IRS Collection Tactics
IRS Tax Settlement
THE IRS is one of the most difficult and aggressive creditors around. The IRS does not stop until tax debt is either collected or resolved. IRS agents have multiple enforcement methods for collecting overdue taxes. These methods can range from placing tax liens against assets to seizing a person’s home. Below is a list of the major collection activities available to the IRS against someone that owes past due taxes.
A FEDERAL TAX LIEN may be placed against you by The Federal government in the County that you reside. This lien secures the government against any asset that you own, including personal property, automobiles, financial accounts, and even your home. The lien is against anything you own at the time of the lien as well as future acquired property. The lien is a public record and is discoverable by third parties. Since it is a public record, it is likely to be found on your credit report. It could impact your ability to obtain credit, obtain assets, and transfer assets.
A LEVY is a way for the Federal government to take, or to seize your property, in order to satisfy your IRS tax debt.

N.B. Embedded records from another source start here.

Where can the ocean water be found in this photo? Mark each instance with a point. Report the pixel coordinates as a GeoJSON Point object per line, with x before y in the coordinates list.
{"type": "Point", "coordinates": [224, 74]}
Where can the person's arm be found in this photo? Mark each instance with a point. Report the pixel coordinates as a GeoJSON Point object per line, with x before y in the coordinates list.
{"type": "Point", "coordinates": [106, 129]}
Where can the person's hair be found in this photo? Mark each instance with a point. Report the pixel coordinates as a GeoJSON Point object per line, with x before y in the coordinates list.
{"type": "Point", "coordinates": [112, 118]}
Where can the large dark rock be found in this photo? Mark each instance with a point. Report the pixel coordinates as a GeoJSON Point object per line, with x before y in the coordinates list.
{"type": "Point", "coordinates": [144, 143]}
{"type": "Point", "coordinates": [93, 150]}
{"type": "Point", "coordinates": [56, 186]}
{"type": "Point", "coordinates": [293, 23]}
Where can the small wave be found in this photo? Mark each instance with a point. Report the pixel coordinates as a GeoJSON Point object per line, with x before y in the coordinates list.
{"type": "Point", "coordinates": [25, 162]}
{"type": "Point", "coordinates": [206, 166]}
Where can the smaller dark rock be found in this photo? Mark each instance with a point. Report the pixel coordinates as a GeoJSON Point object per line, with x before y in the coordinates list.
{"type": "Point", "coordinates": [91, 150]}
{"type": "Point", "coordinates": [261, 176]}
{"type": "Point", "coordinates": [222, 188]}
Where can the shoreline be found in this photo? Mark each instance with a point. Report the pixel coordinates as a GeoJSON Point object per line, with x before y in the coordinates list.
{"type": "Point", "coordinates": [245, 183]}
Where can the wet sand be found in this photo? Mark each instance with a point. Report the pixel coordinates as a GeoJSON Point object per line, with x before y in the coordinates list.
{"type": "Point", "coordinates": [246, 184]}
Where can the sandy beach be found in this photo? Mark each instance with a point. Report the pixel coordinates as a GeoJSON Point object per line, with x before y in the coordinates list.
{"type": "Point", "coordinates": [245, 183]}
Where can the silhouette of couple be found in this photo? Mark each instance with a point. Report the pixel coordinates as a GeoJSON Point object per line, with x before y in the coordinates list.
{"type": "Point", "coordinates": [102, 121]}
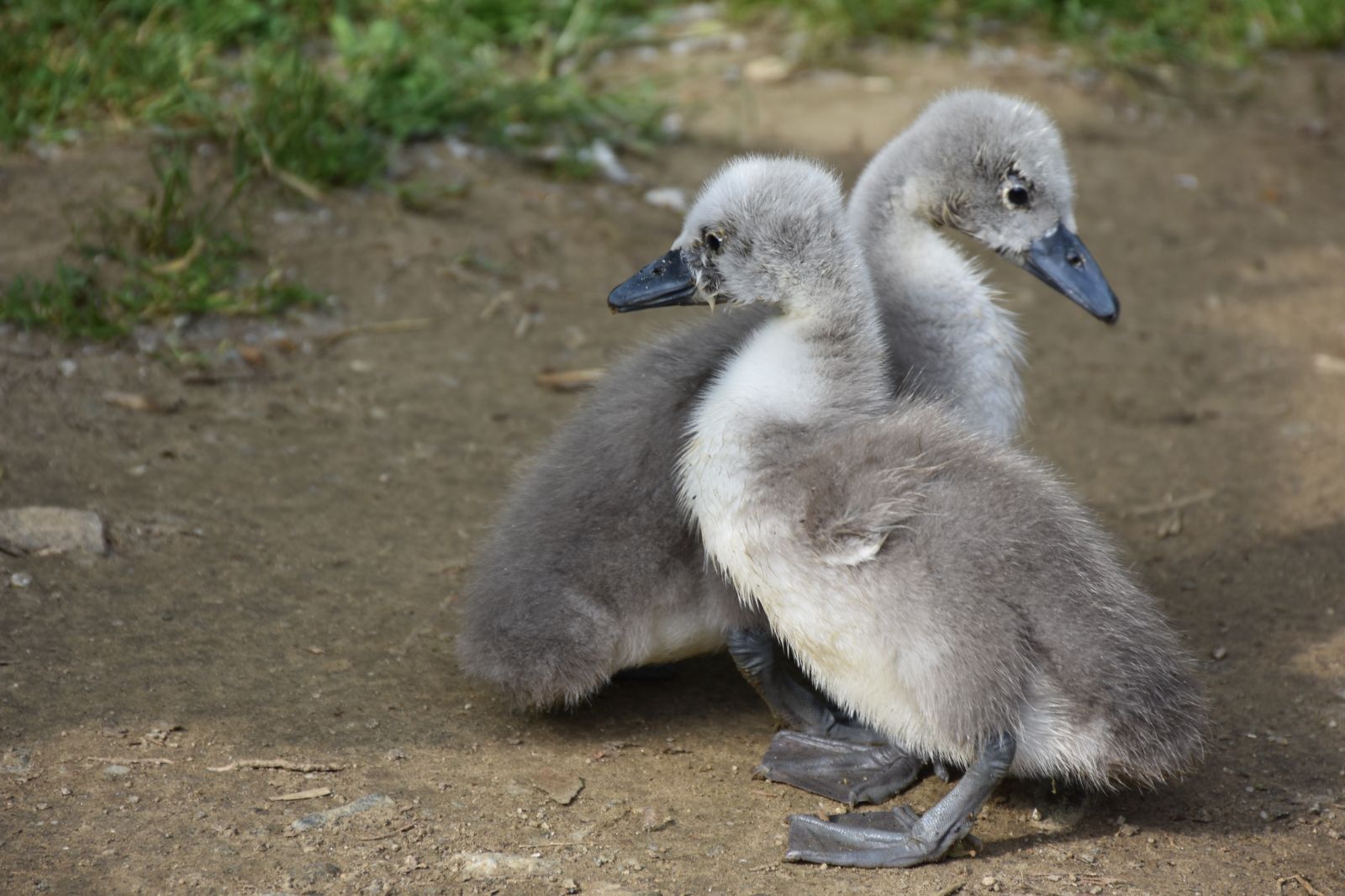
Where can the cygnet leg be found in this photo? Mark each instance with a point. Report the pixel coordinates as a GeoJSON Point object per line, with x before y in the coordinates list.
{"type": "Point", "coordinates": [827, 754]}
{"type": "Point", "coordinates": [852, 774]}
{"type": "Point", "coordinates": [797, 707]}
{"type": "Point", "coordinates": [903, 838]}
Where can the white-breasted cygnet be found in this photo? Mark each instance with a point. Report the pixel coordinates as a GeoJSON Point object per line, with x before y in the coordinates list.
{"type": "Point", "coordinates": [941, 586]}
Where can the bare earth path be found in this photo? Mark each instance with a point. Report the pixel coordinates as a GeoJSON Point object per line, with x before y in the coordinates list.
{"type": "Point", "coordinates": [287, 546]}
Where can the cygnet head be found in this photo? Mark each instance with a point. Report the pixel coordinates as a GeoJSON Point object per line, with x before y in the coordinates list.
{"type": "Point", "coordinates": [993, 167]}
{"type": "Point", "coordinates": [757, 229]}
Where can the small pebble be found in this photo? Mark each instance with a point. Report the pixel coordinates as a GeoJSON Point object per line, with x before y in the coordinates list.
{"type": "Point", "coordinates": [670, 198]}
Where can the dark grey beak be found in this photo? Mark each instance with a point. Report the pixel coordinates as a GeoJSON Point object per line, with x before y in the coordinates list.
{"type": "Point", "coordinates": [1062, 261]}
{"type": "Point", "coordinates": [666, 282]}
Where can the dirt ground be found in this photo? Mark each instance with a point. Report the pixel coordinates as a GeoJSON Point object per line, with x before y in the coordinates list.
{"type": "Point", "coordinates": [287, 544]}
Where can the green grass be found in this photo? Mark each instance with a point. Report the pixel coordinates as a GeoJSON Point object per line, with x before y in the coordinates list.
{"type": "Point", "coordinates": [1210, 33]}
{"type": "Point", "coordinates": [174, 255]}
{"type": "Point", "coordinates": [313, 93]}
{"type": "Point", "coordinates": [319, 89]}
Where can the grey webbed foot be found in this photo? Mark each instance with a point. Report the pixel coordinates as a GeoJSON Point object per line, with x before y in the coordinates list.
{"type": "Point", "coordinates": [852, 774]}
{"type": "Point", "coordinates": [901, 838]}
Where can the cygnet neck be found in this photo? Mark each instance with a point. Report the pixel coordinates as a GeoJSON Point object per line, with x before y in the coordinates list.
{"type": "Point", "coordinates": [824, 354]}
{"type": "Point", "coordinates": [952, 340]}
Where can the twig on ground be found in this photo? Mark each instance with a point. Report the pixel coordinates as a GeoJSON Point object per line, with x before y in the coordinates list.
{"type": "Point", "coordinates": [569, 380]}
{"type": "Point", "coordinates": [1170, 503]}
{"type": "Point", "coordinates": [284, 764]}
{"type": "Point", "coordinates": [409, 324]}
{"type": "Point", "coordinates": [1301, 882]}
{"type": "Point", "coordinates": [304, 794]}
{"type": "Point", "coordinates": [392, 833]}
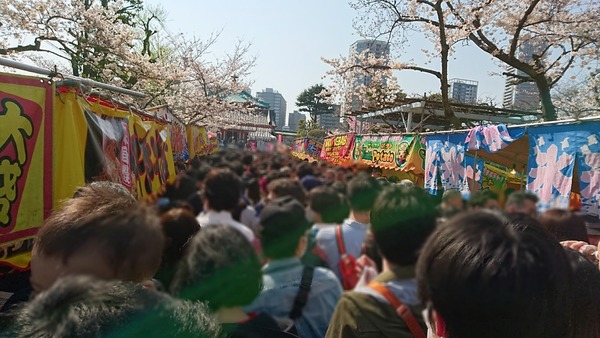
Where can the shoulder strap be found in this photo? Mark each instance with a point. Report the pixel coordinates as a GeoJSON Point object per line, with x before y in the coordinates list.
{"type": "Point", "coordinates": [302, 295]}
{"type": "Point", "coordinates": [402, 310]}
{"type": "Point", "coordinates": [340, 240]}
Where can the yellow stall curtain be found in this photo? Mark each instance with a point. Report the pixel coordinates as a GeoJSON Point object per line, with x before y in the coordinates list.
{"type": "Point", "coordinates": [26, 130]}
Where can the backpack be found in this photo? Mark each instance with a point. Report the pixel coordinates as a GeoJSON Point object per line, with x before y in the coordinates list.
{"type": "Point", "coordinates": [349, 269]}
{"type": "Point", "coordinates": [402, 310]}
{"type": "Point", "coordinates": [314, 256]}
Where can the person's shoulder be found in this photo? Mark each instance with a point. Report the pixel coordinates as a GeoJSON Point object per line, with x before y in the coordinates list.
{"type": "Point", "coordinates": [325, 275]}
{"type": "Point", "coordinates": [262, 325]}
{"type": "Point", "coordinates": [325, 234]}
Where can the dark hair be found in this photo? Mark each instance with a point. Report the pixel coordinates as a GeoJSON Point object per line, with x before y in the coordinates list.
{"type": "Point", "coordinates": [81, 307]}
{"type": "Point", "coordinates": [252, 188]}
{"type": "Point", "coordinates": [488, 277]}
{"type": "Point", "coordinates": [222, 189]}
{"type": "Point", "coordinates": [518, 197]}
{"type": "Point", "coordinates": [287, 187]}
{"type": "Point", "coordinates": [182, 189]}
{"type": "Point", "coordinates": [129, 235]}
{"type": "Point", "coordinates": [564, 225]}
{"type": "Point", "coordinates": [304, 169]}
{"type": "Point", "coordinates": [104, 189]}
{"type": "Point", "coordinates": [328, 204]}
{"type": "Point", "coordinates": [362, 192]}
{"type": "Point", "coordinates": [195, 163]}
{"type": "Point", "coordinates": [401, 220]}
{"type": "Point", "coordinates": [220, 268]}
{"type": "Point", "coordinates": [480, 197]}
{"type": "Point", "coordinates": [584, 295]}
{"type": "Point", "coordinates": [283, 223]}
{"type": "Point", "coordinates": [275, 165]}
{"type": "Point", "coordinates": [178, 226]}
{"type": "Point", "coordinates": [247, 159]}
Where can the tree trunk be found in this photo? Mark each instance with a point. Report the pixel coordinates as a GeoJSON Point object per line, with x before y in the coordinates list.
{"type": "Point", "coordinates": [445, 51]}
{"type": "Point", "coordinates": [548, 109]}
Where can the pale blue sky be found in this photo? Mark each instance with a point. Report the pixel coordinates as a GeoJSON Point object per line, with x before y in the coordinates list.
{"type": "Point", "coordinates": [290, 36]}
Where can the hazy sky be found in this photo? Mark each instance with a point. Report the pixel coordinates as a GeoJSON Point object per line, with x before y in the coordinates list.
{"type": "Point", "coordinates": [290, 36]}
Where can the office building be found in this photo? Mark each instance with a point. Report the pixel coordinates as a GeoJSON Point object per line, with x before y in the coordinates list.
{"type": "Point", "coordinates": [294, 118]}
{"type": "Point", "coordinates": [328, 121]}
{"type": "Point", "coordinates": [277, 103]}
{"type": "Point", "coordinates": [522, 96]}
{"type": "Point", "coordinates": [463, 91]}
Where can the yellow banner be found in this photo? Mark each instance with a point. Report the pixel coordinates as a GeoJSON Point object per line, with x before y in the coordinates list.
{"type": "Point", "coordinates": [152, 158]}
{"type": "Point", "coordinates": [25, 164]}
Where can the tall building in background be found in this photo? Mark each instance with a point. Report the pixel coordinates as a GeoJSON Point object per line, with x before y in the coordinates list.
{"type": "Point", "coordinates": [463, 91]}
{"type": "Point", "coordinates": [330, 121]}
{"type": "Point", "coordinates": [294, 118]}
{"type": "Point", "coordinates": [277, 103]}
{"type": "Point", "coordinates": [522, 96]}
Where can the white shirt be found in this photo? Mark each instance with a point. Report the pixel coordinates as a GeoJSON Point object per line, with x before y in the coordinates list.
{"type": "Point", "coordinates": [212, 217]}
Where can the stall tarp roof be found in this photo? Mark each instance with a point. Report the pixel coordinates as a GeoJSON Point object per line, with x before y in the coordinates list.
{"type": "Point", "coordinates": [514, 155]}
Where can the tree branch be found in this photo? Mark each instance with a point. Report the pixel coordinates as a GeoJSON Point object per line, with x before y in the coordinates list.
{"type": "Point", "coordinates": [519, 28]}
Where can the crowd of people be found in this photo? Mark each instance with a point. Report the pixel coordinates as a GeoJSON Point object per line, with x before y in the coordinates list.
{"type": "Point", "coordinates": [267, 245]}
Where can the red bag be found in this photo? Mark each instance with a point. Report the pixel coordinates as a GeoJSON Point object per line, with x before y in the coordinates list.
{"type": "Point", "coordinates": [349, 269]}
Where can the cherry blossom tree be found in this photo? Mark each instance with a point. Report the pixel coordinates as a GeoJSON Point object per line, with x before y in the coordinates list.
{"type": "Point", "coordinates": [578, 98]}
{"type": "Point", "coordinates": [95, 39]}
{"type": "Point", "coordinates": [540, 39]}
{"type": "Point", "coordinates": [392, 19]}
{"type": "Point", "coordinates": [560, 35]}
{"type": "Point", "coordinates": [365, 82]}
{"type": "Point", "coordinates": [315, 100]}
{"type": "Point", "coordinates": [119, 43]}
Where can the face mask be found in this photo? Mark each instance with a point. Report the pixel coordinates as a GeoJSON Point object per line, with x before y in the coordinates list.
{"type": "Point", "coordinates": [427, 318]}
{"type": "Point", "coordinates": [311, 216]}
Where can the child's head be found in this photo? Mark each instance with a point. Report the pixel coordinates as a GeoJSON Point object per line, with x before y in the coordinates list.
{"type": "Point", "coordinates": [102, 232]}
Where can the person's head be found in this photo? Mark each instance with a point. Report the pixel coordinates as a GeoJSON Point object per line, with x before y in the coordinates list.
{"type": "Point", "coordinates": [340, 174]}
{"type": "Point", "coordinates": [362, 191]}
{"type": "Point", "coordinates": [90, 235]}
{"type": "Point", "coordinates": [105, 191]}
{"type": "Point", "coordinates": [376, 172]}
{"type": "Point", "coordinates": [484, 199]}
{"type": "Point", "coordinates": [304, 169]}
{"type": "Point", "coordinates": [286, 187]}
{"type": "Point", "coordinates": [179, 226]}
{"type": "Point", "coordinates": [83, 307]}
{"type": "Point", "coordinates": [452, 199]}
{"type": "Point", "coordinates": [401, 220]}
{"type": "Point", "coordinates": [327, 204]}
{"type": "Point", "coordinates": [564, 225]}
{"type": "Point", "coordinates": [484, 276]}
{"type": "Point", "coordinates": [221, 268]}
{"type": "Point", "coordinates": [522, 202]}
{"type": "Point", "coordinates": [284, 225]}
{"type": "Point", "coordinates": [584, 295]}
{"type": "Point", "coordinates": [222, 189]}
{"type": "Point", "coordinates": [329, 175]}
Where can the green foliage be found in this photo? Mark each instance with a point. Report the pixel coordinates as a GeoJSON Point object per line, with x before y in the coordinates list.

An IRS levy can be against your wages, against your personal property, like a vehicle, or even against your real estate.
Unlike regular creditors that are limited to only garnishing up to 25% of your wages, the IRS can garnish at a much higher rate. In some circumstances the IRS can garnish up to nearly 90% of a person’s wages. The limitation is based on the amount of allowable deductions a taxpayer has on his/her tax return.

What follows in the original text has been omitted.